CERN's hadron particle collider back up after maintenance


The Large Hadron Collider (LHC) is back in action at the European Organization for Nuclear Research (CERN) after a 3-month technical stop for maintenance.

Scientists hope now that, the largest accelerator in the world will continue to open the path for new discoveries in fundamental Physics by providing up to 1 billion proton-proton collisions per second.

Machine coordinator at CERN, Mike Lamont explained that: “We really had to reboot the whole machine in 2015 and that was a lot of hard work to do all that. This year, after a 13 week stop we expect things to be a lot easier and they have proven to be easier.”

“The parenthese has gone well, machine check out has gone well,” he added.

Beams are made of “trains” of proton bunches moving at almost the speed of light around the 27 kilometre ring of the LHC.

By sending bunches around the ring, the LHC is able to generate collisions, from which scientists study the basic constituents of matter, the so-called fundamental particles, to try to provide answers to elusive concepts about the origin of the Universe and its composition.

“For sure 2016 will be a very exciting year.

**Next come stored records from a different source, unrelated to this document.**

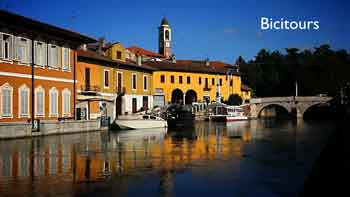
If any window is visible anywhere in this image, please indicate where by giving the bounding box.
[205,78,209,88]
[160,75,165,83]
[187,76,191,84]
[104,70,110,88]
[16,37,31,64]
[62,89,71,116]
[1,83,13,117]
[165,30,170,40]
[179,76,183,84]
[132,73,137,90]
[0,33,13,61]
[48,43,60,68]
[170,75,175,83]
[34,41,47,66]
[117,72,123,93]
[19,85,29,118]
[219,78,223,86]
[143,75,148,91]
[199,77,202,85]
[230,79,233,86]
[116,51,122,59]
[49,87,58,117]
[62,47,70,71]
[212,78,215,85]
[35,87,45,117]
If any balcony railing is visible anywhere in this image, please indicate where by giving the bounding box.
[203,86,211,91]
[81,85,100,92]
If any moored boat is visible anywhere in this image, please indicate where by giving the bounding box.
[115,114,167,130]
[207,103,228,121]
[226,106,248,121]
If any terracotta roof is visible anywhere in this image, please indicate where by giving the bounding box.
[176,60,233,67]
[145,60,240,75]
[77,50,155,71]
[127,46,164,58]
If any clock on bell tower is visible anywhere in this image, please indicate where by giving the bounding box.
[159,17,172,59]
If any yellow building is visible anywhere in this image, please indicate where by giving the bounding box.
[77,42,155,120]
[135,17,250,106]
[146,60,244,106]
[104,42,155,115]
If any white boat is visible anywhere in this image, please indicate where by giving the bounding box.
[115,114,168,130]
[226,106,248,121]
[207,103,228,121]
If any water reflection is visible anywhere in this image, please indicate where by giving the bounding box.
[0,120,335,196]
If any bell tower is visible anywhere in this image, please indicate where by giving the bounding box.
[159,17,172,59]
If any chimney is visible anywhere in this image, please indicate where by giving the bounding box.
[97,37,105,54]
[171,54,176,63]
[205,58,210,66]
[137,55,142,66]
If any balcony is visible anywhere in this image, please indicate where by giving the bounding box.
[80,85,100,95]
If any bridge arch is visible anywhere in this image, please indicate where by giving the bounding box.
[257,103,290,118]
[300,102,331,119]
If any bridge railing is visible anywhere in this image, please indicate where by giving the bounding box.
[250,96,332,104]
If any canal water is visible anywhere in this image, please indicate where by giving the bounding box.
[0,120,335,197]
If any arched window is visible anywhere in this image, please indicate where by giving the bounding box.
[165,30,170,40]
[35,86,45,117]
[62,88,71,116]
[1,83,13,117]
[49,87,58,117]
[18,84,30,118]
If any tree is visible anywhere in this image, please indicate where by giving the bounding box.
[239,44,349,98]
[227,94,243,106]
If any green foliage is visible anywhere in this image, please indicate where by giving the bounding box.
[227,94,243,105]
[239,44,350,97]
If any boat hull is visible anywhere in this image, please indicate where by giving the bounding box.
[226,116,249,121]
[115,119,168,130]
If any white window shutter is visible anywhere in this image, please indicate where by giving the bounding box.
[34,41,37,65]
[0,34,3,58]
[9,35,13,60]
[14,36,19,61]
[43,43,47,66]
[57,46,61,68]
[48,43,51,66]
[27,39,32,64]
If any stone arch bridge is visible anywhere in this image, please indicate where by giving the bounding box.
[249,96,333,118]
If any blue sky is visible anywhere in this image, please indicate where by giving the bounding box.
[1,0,349,63]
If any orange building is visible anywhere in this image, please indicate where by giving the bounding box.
[0,10,96,123]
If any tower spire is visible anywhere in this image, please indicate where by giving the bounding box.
[158,17,172,58]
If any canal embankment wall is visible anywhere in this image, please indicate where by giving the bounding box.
[0,120,106,139]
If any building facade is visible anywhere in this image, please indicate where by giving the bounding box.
[147,61,242,106]
[76,42,155,121]
[0,10,95,123]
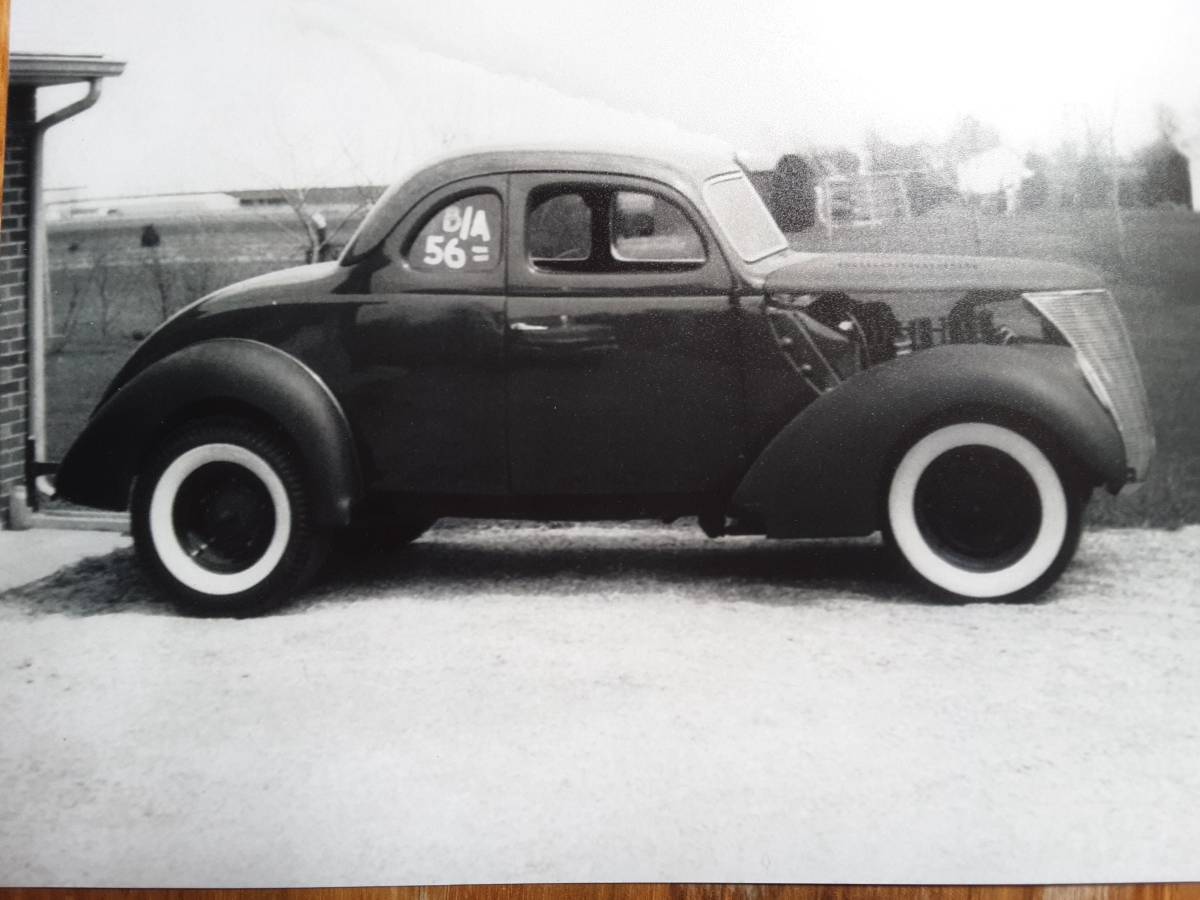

I expect a lot of data. (2016) is called the “Luminosity Production Year” because we will push the luminosity. So I expect a huge amount of beautiful physics results,“Fabiola Gianotti, Director-General of CERN said.

Among these new results could be a potentially ground-breaking discovery which scientists are currently giving a second look at: a possible new fundamental particle first sighted late last year.

If proven, its existence would profoundly reshape existing physics theories.